Lucas Chiabi com o balde do Ciclo Orgânico (Divulgação)
Transformar o lixo em mudança social
Existe ainda aquele tipo de lixo que não pode ser levado aos aterros ou reaproveitado. Eletrônicos, por exemplo, precisam ser encaminhados para reciclagem adequada, por conterem mais de 60 tipos de metais pesados e substâncias tóxicas. Para lidar com esse problema, Ana Maria Luz e Araci Musolino fundaram o Instituto Gea. Com isso, descobriram uma oportunidade de promover mudanças sociais, dando cursos de capacitação para as cooperativas de reciclagem, nas quais a maioria dos trabalhadores são marginalizados.
“Acreditamos que o trabalho em cooperativas de catadores pode ser uma das únicas formas de inclusão social verdadeira no Brasil. Como os resíduos são gratuitos, e os cooperados são ‘donos’ do negócio, há chances enormes de crescimento de renda para pessoas que não teriam oportunidade em outro tipo de empreendimento. Já capacitamos mais de 500 catadores no Brasil para esse tema”, conta Ana, que hoje atua com o Instituto em 11 cidades brasileiras, através do financiamento do Fundo Socioambiental da Caixa Econômica Federal.
Capacitação de catadores de lixo com eletrônicos, feita pelo Instituto Gea, em Goiânia (Reprodução)
O incentivo social também está presente no TerraCycle, empresa multinacional que oferece coletas de outros tipos de resíduos que não podem ser reaproveitados, como gomas de mascar, embalagens laminadas e cigarros.
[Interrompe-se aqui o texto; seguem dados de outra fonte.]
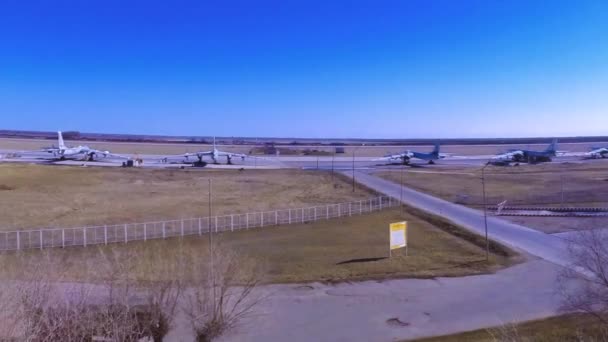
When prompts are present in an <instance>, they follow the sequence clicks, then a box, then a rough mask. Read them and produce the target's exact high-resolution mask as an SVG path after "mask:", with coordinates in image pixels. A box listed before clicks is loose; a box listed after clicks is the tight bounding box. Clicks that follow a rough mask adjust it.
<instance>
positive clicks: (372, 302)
mask: <svg viewBox="0 0 608 342" xmlns="http://www.w3.org/2000/svg"><path fill="white" fill-rule="evenodd" d="M76 143H77V142H71V141H70V144H76ZM83 143H85V142H83ZM45 144H46V145H48V141H46V140H23V139H0V155H2V158H1V159H0V194H2V196H1V197H0V204H1V206H0V207H1V208H2V209H1V212H0V215H1V216H0V232H1V231H12V230H29V229H43V228H63V227H65V228H70V227H85V226H92V225H104V224H121V223H128V222H143V221H155V220H170V219H179V218H185V217H200V216H205V215H208V214H209V211H208V210H209V209H208V205H209V202H208V193H209V187H208V181H209V179H211V182H212V184H213V185H212V211H213V214H214V215H220V214H228V215H229V214H233V213H246V212H256V211H265V210H275V209H290V208H301V207H307V206H316V205H326V204H332V203H346V202H352V201H364V200H366V199H369V198H370V197H373V196H378V195H386V196H390V197H391V198H393V199H395V200H402V201H403V202H404V203H405V204H406V206H405V207H403V208H400V207H392V208H386V209H383V210H379V211H377V212H373V213H372V212H370V213H366V214H362V215H360V216H352V217H340V218H331V219H327V220H318V221H312V222H304V223H297V224H292V225H287V224H283V225H281V224H279V225H277V226H273V227H264V228H258V229H254V230H244V231H238V232H222V233H218V234H217V235H216V239H217V242H218V243H221V244H222V246H225V248H227V249H230V250H235V251H239V252H241V253H242V254H241V255H240V257H241V258H242V261H241V262H242V264H243V265H246V264H248V263H250V262H254V263H256V264H258V266H259V265H261V268H262V269H263V270H264V271H263V273H264V274H265V279H264V284H265V285H264V286H263V287H262V291H263V292H264V293H266V294H268V296H269V299H268V301H267V302H265V303H264V304H263V305H262V318H258V319H253V320H252V321H251V322H249V324H247V325H245V326H244V327H243V328H242V329H241V330H239V331H237V332H234V333H232V334H231V335H228V336H226V338H225V340H227V341H230V340H239V341H267V340H285V339H290V340H293V341H306V340H311V339H314V340H327V341H330V340H331V341H333V340H345V339H347V340H353V341H359V340H361V341H364V340H365V341H369V340H379V341H389V340H405V339H414V338H420V337H427V336H430V335H437V334H450V333H456V332H461V331H466V330H473V329H479V328H485V327H489V326H495V325H500V324H502V323H504V322H512V321H522V320H531V319H538V318H544V317H548V316H553V315H556V314H558V313H559V306H560V305H559V302H557V301H556V300H555V298H554V291H555V289H554V288H553V287H552V286H553V284H554V279H555V277H556V276H557V274H558V273H559V270H560V269H561V268H563V267H568V265H569V260H568V251H567V249H568V248H567V244H566V241H567V240H566V239H567V238H568V237H569V236H570V235H569V234H573V233H575V232H576V231H579V230H588V229H596V228H608V216H604V217H553V216H500V215H497V212H496V210H495V209H491V210H489V211H488V212H487V215H488V217H487V218H488V230H489V236H490V238H491V239H492V241H491V248H490V254H489V260H488V261H486V259H485V240H484V239H483V235H484V229H485V227H484V225H485V224H484V215H483V207H484V199H483V198H484V189H483V186H482V176H483V178H484V182H485V197H486V198H485V201H486V205H487V206H488V207H496V206H497V205H498V204H499V203H501V202H503V201H507V203H508V205H512V206H526V207H556V208H557V207H581V208H582V207H595V208H599V207H608V195H607V194H608V159H583V158H582V155H583V153H584V152H585V151H588V150H589V148H590V147H591V146H596V145H606V144H602V143H572V144H561V145H560V147H559V149H560V150H564V151H567V152H565V153H562V154H560V155H559V156H558V157H555V158H554V159H553V161H552V162H547V163H539V164H526V163H521V164H520V165H518V166H493V165H490V166H486V163H487V161H488V159H489V158H490V157H491V156H493V155H495V154H499V153H503V152H504V151H508V150H510V149H514V148H529V149H538V150H542V149H543V148H545V147H546V144H539V145H525V146H522V145H485V146H464V145H462V146H451V145H447V146H444V147H442V150H441V152H442V153H446V156H445V158H442V159H440V160H437V161H436V163H435V164H434V165H429V164H427V163H426V162H424V161H416V160H412V161H411V165H408V166H404V165H399V164H391V163H387V162H384V161H378V160H375V159H377V158H379V157H381V156H383V155H385V154H386V153H387V152H397V151H400V150H404V149H408V148H409V149H413V150H417V151H430V149H431V148H432V147H431V146H411V147H406V146H394V147H390V146H389V147H387V146H382V147H379V146H369V147H367V146H345V148H344V152H345V153H343V154H342V153H339V154H334V153H333V152H332V151H333V147H327V148H325V149H324V150H323V149H320V148H319V147H318V146H297V150H298V151H299V150H302V151H303V150H310V149H316V150H317V152H315V153H316V154H317V155H303V154H302V152H301V151H300V152H298V151H296V152H293V153H292V154H286V153H282V154H278V155H277V154H275V155H263V154H257V153H250V152H251V151H252V149H254V148H255V146H243V145H238V146H224V145H220V146H218V147H219V148H221V149H222V150H225V151H229V152H232V153H243V154H247V155H248V156H250V157H247V158H245V159H243V160H241V159H240V158H234V159H233V165H226V164H225V162H226V161H225V159H220V160H219V162H220V164H217V165H215V164H211V163H210V164H208V165H206V166H205V167H193V166H192V165H190V164H188V163H183V162H182V160H183V159H180V158H176V159H174V160H171V161H169V162H163V161H162V159H163V156H165V155H167V154H179V153H184V152H194V151H197V150H208V149H210V148H212V147H210V146H209V145H200V146H198V145H196V146H192V145H187V146H184V145H180V144H154V143H95V144H90V146H91V147H93V148H99V149H107V150H110V151H112V152H113V153H120V154H125V155H129V156H137V158H141V159H143V164H142V166H141V167H133V168H122V167H121V166H122V163H123V161H124V160H123V159H119V158H110V157H107V158H100V159H99V160H98V161H82V160H65V161H52V162H51V161H49V160H48V157H49V154H48V153H44V152H36V153H33V154H28V155H27V156H26V155H25V154H22V153H20V151H24V150H28V149H36V148H40V147H41V146H44V145H45ZM482 168H484V169H483V175H482ZM353 177H354V181H353ZM353 184H354V186H353ZM401 220H406V221H408V222H409V224H410V227H411V240H410V243H411V246H410V247H408V255H407V256H406V255H405V251H403V250H397V251H394V253H393V256H392V257H388V248H387V243H388V241H387V239H388V237H387V230H388V228H387V227H388V224H389V223H391V222H395V221H401ZM207 243H208V242H207V239H206V238H204V237H203V238H200V237H198V236H193V237H184V238H173V239H167V240H155V241H135V242H129V243H125V244H115V245H107V246H101V247H99V248H97V247H86V248H83V247H74V248H65V249H63V248H57V249H49V250H48V251H38V250H29V251H23V252H22V254H15V253H10V252H9V253H3V254H0V263H1V264H2V265H3V267H2V270H1V271H0V274H2V278H3V279H15V280H19V279H20V270H21V269H23V267H25V266H24V265H25V264H27V263H29V262H31V260H36V258H38V257H39V256H40V255H44V257H45V258H46V259H47V260H50V261H51V262H52V263H54V264H62V265H65V266H66V267H65V269H64V270H63V277H62V278H61V281H69V282H92V283H95V282H97V281H101V280H103V279H100V275H99V274H96V272H95V269H94V266H91V265H94V264H95V260H97V259H96V258H98V253H114V254H116V255H118V256H121V257H122V258H124V259H128V260H131V262H132V265H131V272H133V273H134V274H135V275H136V276H137V278H139V279H141V280H142V281H155V280H159V279H163V278H164V277H167V276H170V275H171V273H163V272H154V270H153V266H151V265H150V262H149V261H150V260H156V259H158V260H163V262H164V263H166V264H167V265H173V264H175V263H177V262H179V261H180V260H183V258H184V255H185V256H186V257H187V258H189V259H192V260H194V259H207V258H208V257H209V256H208V254H206V253H207V252H206V251H207V245H206V244H207ZM155 258H156V259H155ZM83 263H85V264H86V265H89V267H87V268H86V269H83V268H82V264H83ZM169 267H170V266H169ZM470 303H476V304H475V305H476V306H475V308H472V307H470ZM320 320H322V321H323V322H321V321H320ZM293 322H298V325H297V327H294V326H293ZM391 322H393V323H394V322H397V324H393V323H391ZM399 322H405V323H407V324H402V325H401V324H400V323H399ZM186 325H187V324H186V323H184V322H181V323H179V324H178V328H177V329H176V331H175V332H173V333H172V334H173V335H171V337H172V338H173V340H184V339H188V335H187V330H188V329H187V327H186ZM260 327H262V328H263V329H260ZM352 327H355V328H352ZM438 327H440V328H438ZM294 329H297V330H299V331H302V330H306V331H309V332H310V335H308V336H300V335H297V334H295V333H294Z"/></svg>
As próprias empresas que produzem esses materiais investem no programa. Para engajar o consumidor a encaminhar corretamente este lixo, o TerraCycle computa em forma de pontos o lixo coletado por eles, e estes pontos são revertidos em reais que são destinados a uma instituição de caridade escolhida por quem encaminhou seu lixo.
A conscientização sobre o que e como descartamos gera uma mudança que não fica só no universo do lixo, garante quem batalha por essa causa. Para Fernanda, do Menos 1 Lixo, “a gente vê que vai voltando aos hábitos de antigamente, e que esses hábitos, além de reduzirem nossa pegada no mundo, humanizam, aproximam e mudam relações. Porque no final das contas o lixo é apenas a consequência da forma como nos relacionamos com a gente, com os outros e com o que chamamos de natureza!”